The Listeners begins with the following famous lines,
“ 'Is there anybody there?' said the Traveller,
Knocking on the moonlit door;
And his horse in the silence champed the grasses
Of the forest's ferny floor.”
But no one descends to him. We are told he has grey eyes and is “perplexed”. He can feel the “strangeness” and “stillness” of the phantom listeners watching him -
“But only a host of phantom listeners
That dwelt in the lone house then
Stood listening in the quiet of the moonlight
To that voice from the world of men”
There are many phantoms in the house (which is suitably castellated in appearance - a bird flies out of a turret) because they are “thronging the dark stair” and they are listening “in an air stirred and shaken / By the lonely Traveller's call.” They won't answer and he gives up. He mounts his horse and canters off - in the house “the silence surged softly backward, / When the plunging hoofs were gone.”
One interesting interpretation of The Listeners is that the Traveller is seeking to immerse himself in a state of mind where he can give full expression to an unfettered imagination, to a creative way of living, and the phantoms symbolise that desired state of mind.
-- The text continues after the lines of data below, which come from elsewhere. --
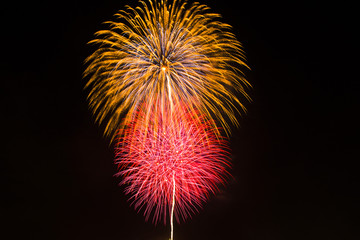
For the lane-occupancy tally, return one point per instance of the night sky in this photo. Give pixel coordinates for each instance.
(294, 155)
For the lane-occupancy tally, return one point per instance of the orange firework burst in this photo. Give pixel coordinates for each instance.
(164, 53)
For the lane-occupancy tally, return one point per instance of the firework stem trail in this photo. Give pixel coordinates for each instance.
(172, 210)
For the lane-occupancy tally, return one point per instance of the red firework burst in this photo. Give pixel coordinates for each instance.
(173, 162)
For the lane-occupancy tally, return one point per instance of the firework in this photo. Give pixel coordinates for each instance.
(172, 168)
(165, 53)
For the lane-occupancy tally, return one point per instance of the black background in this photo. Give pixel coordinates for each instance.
(294, 156)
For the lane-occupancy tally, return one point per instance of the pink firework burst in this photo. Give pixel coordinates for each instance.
(172, 165)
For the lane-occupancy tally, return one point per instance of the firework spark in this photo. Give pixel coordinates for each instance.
(179, 162)
(165, 53)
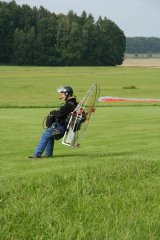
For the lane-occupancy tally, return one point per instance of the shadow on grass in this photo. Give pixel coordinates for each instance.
(94, 155)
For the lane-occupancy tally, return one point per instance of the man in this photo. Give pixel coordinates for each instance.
(56, 123)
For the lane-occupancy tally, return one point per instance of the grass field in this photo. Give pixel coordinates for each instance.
(107, 189)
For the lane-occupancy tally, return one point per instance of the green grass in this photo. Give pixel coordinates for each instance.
(36, 86)
(107, 189)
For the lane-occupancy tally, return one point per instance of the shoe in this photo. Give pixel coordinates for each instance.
(34, 156)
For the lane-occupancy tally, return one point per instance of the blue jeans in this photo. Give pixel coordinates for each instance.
(47, 140)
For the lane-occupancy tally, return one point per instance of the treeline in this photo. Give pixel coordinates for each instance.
(31, 36)
(142, 45)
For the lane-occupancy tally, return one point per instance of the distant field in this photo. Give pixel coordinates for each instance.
(36, 86)
(109, 188)
(142, 62)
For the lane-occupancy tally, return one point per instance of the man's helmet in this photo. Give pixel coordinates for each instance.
(67, 90)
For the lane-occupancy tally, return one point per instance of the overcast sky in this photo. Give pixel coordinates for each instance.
(134, 17)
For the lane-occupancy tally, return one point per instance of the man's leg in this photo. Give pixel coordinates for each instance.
(45, 139)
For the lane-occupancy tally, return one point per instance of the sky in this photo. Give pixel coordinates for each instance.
(136, 18)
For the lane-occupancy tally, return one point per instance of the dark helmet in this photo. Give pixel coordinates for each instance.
(67, 90)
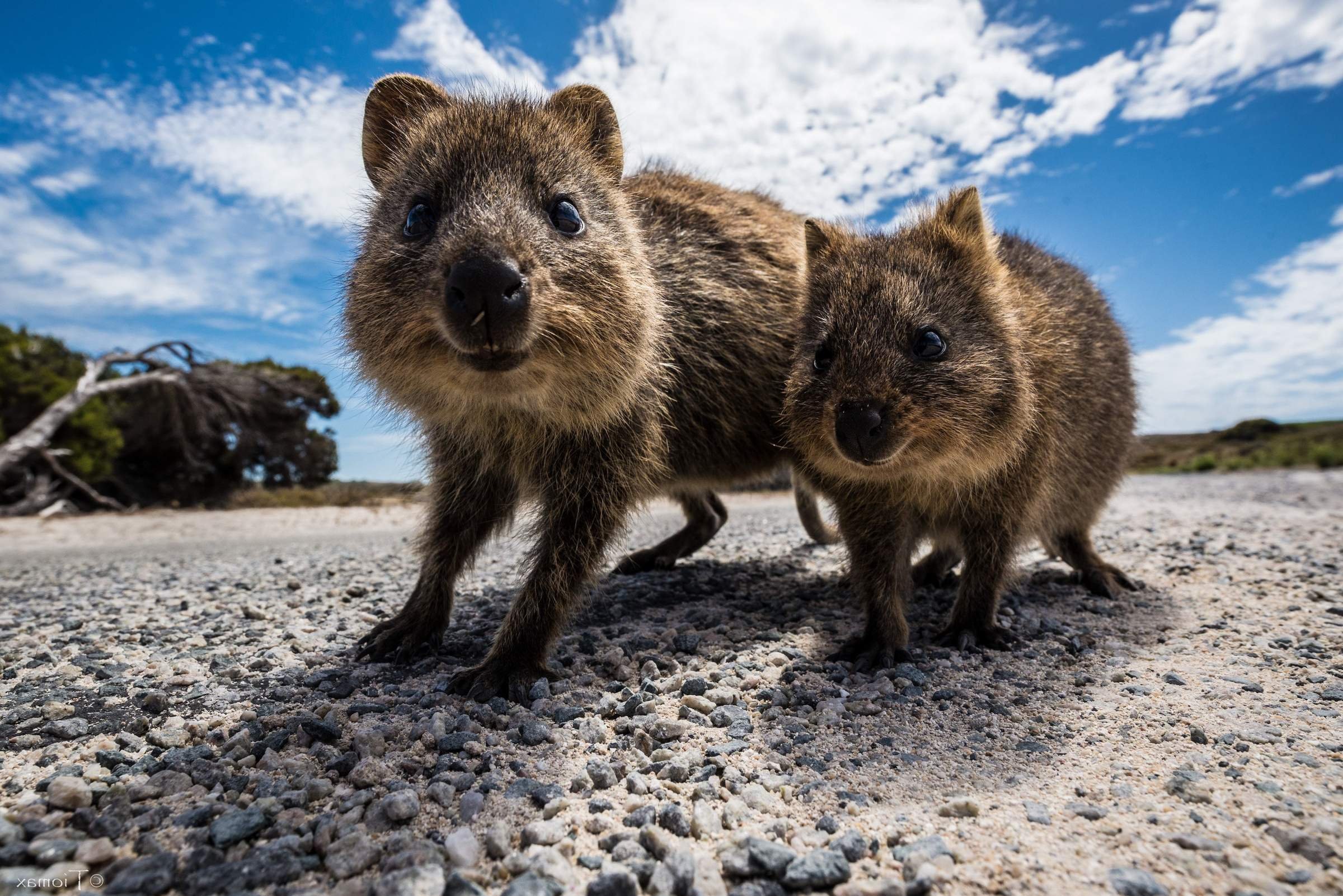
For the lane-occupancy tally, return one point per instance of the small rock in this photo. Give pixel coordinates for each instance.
(236, 827)
(818, 870)
(962, 808)
(1135, 881)
(602, 774)
(532, 884)
(471, 805)
(672, 817)
(769, 857)
(1087, 810)
(418, 880)
(547, 833)
(534, 733)
(617, 883)
(96, 851)
(401, 805)
(69, 792)
(462, 850)
(499, 840)
(706, 821)
(351, 855)
(1037, 813)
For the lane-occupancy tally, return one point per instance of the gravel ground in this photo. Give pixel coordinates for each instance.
(179, 711)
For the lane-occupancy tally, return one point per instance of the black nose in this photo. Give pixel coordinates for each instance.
(487, 302)
(863, 430)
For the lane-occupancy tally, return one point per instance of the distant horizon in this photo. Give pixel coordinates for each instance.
(195, 172)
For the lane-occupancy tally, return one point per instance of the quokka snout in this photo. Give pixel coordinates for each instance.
(962, 388)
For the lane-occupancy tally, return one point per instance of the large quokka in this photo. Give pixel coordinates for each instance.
(565, 336)
(964, 388)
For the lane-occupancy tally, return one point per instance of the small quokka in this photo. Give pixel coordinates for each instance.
(958, 386)
(567, 337)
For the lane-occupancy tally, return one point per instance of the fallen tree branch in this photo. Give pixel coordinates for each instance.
(98, 498)
(38, 433)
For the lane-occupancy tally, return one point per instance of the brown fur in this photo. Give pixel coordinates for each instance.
(1018, 431)
(657, 346)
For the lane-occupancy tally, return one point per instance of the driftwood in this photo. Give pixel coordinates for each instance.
(44, 479)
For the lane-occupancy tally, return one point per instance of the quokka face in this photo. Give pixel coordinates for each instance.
(499, 266)
(907, 360)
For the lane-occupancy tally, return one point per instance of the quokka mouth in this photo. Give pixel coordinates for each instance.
(495, 361)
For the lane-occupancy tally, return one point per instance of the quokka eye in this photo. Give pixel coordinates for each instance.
(420, 221)
(566, 218)
(824, 359)
(928, 345)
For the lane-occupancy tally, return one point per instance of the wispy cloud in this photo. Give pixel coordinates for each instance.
(1311, 181)
(1279, 355)
(66, 183)
(1217, 46)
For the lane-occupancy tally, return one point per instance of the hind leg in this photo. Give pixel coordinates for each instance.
(1098, 576)
(932, 570)
(704, 517)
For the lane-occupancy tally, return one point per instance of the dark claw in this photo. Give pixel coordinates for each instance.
(500, 678)
(993, 638)
(870, 655)
(397, 640)
(644, 561)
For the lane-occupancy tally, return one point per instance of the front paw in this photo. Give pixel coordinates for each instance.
(400, 639)
(870, 654)
(964, 638)
(644, 561)
(501, 679)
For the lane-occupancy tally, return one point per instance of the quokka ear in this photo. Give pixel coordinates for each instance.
(393, 106)
(962, 214)
(823, 239)
(591, 117)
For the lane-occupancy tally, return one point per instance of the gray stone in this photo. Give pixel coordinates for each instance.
(351, 855)
(532, 884)
(534, 733)
(852, 844)
(69, 792)
(818, 870)
(616, 883)
(1135, 881)
(149, 875)
(236, 827)
(499, 840)
(418, 880)
(602, 774)
(462, 850)
(769, 857)
(471, 805)
(546, 833)
(672, 817)
(401, 805)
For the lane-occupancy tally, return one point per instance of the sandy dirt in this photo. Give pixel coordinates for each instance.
(189, 675)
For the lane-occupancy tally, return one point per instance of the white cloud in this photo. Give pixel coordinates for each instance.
(18, 159)
(182, 253)
(1279, 356)
(435, 34)
(66, 183)
(287, 140)
(1216, 46)
(1311, 181)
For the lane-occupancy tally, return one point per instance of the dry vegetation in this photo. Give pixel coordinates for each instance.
(335, 494)
(1251, 445)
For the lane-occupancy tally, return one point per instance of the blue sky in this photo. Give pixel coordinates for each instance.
(192, 171)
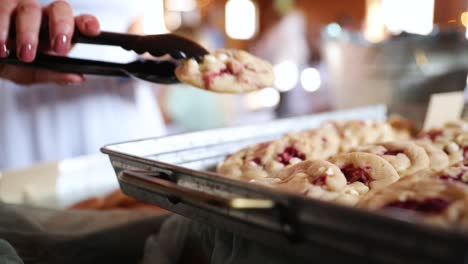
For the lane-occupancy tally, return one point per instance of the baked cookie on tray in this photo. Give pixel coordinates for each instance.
(227, 71)
(405, 157)
(438, 159)
(318, 179)
(425, 196)
(363, 172)
(355, 133)
(263, 160)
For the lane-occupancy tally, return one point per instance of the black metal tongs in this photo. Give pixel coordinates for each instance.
(153, 70)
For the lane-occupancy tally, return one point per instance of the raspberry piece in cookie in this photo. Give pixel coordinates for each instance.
(424, 196)
(363, 171)
(457, 174)
(318, 179)
(405, 157)
(227, 71)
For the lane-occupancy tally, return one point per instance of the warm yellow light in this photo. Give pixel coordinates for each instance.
(310, 79)
(374, 30)
(173, 20)
(181, 5)
(415, 16)
(241, 19)
(265, 98)
(153, 18)
(464, 18)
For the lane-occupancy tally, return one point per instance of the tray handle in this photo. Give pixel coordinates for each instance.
(160, 183)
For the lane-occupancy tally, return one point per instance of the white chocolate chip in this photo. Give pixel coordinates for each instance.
(452, 147)
(209, 58)
(351, 192)
(300, 174)
(465, 177)
(321, 170)
(347, 133)
(223, 57)
(294, 161)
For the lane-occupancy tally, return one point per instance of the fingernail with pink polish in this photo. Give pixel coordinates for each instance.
(61, 44)
(75, 79)
(4, 52)
(26, 52)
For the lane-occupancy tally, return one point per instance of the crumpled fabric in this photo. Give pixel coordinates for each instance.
(8, 254)
(52, 236)
(182, 240)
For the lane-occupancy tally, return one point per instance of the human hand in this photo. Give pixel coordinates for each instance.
(27, 15)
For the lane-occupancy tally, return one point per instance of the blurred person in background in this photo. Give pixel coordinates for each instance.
(51, 116)
(299, 47)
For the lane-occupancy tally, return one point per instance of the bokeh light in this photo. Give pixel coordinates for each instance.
(286, 75)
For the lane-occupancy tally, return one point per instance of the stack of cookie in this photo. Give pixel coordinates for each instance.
(372, 165)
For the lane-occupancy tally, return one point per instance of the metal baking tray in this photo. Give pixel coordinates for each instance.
(177, 173)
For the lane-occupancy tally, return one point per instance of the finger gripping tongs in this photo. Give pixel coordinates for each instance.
(154, 70)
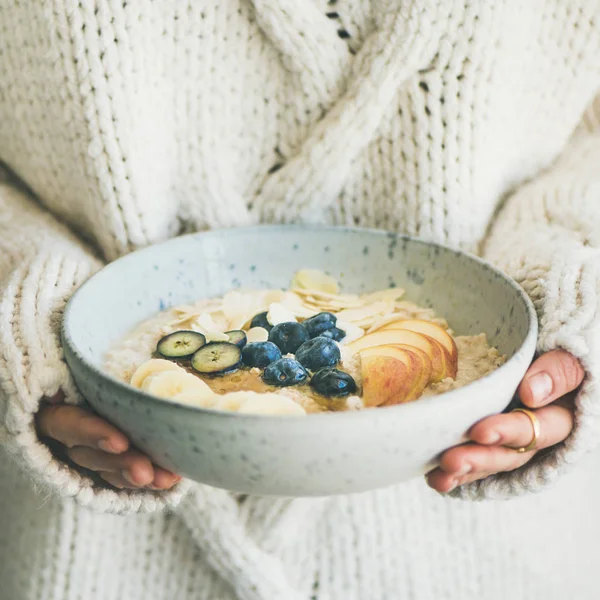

He longs to be creative, to be himself, but on this occasion he fails to do so.
De la Mare had an interesting theory about the imaginative nature of children and how this becomes lost or submerged as they grow older. He defined two types of imagination, one called “childlike”, the other “boylike”. He said all children have a childlike imagination but it is supplanted at some stage in their lives. “Children,” he wrote, “are not so closely confined and bound in by their groping sense. Facts to them are the liveliest chameleons...They are contemplatives, solitaries, fakirs, who sink again and again out of the noise and fever of existence and into a waking vision.” In other words visionaries and children have something in common, and this quality of the mind can be an excellent thing leading to a creative way of living life or it can be negative because it disconnects us from life to such an extent that we put ourselves in the way of harm.
De La Mare argued that unfortunately, because of the external world's rude and unsympathetic effects upon the mind, the childlike imagination becomes frightened and “retires like a shocked snail into its shell”. In its place arises the boylike imagination which is intellectual and analytical. By the time we reach our adult years the childlike imagination has either disappeared into its shell for large parts of one's life, or else it has become courageous and is emerging more and more in the world, transfigured into an adult form, rejecting society's straitjacketing modes of being. The former state of being is the way many people are. The latter is the way poets can be. De la Mare commented that the mind which is boylike is logical and deductive, while that which is childlike is intuitive and inductive. “Illumined by the imagination,” he writes, “life - whatever its defeats and despairs - is a never-ending, unforeseen strangeness and adventure and mystery. This is the fountain of our faith and of our hope.”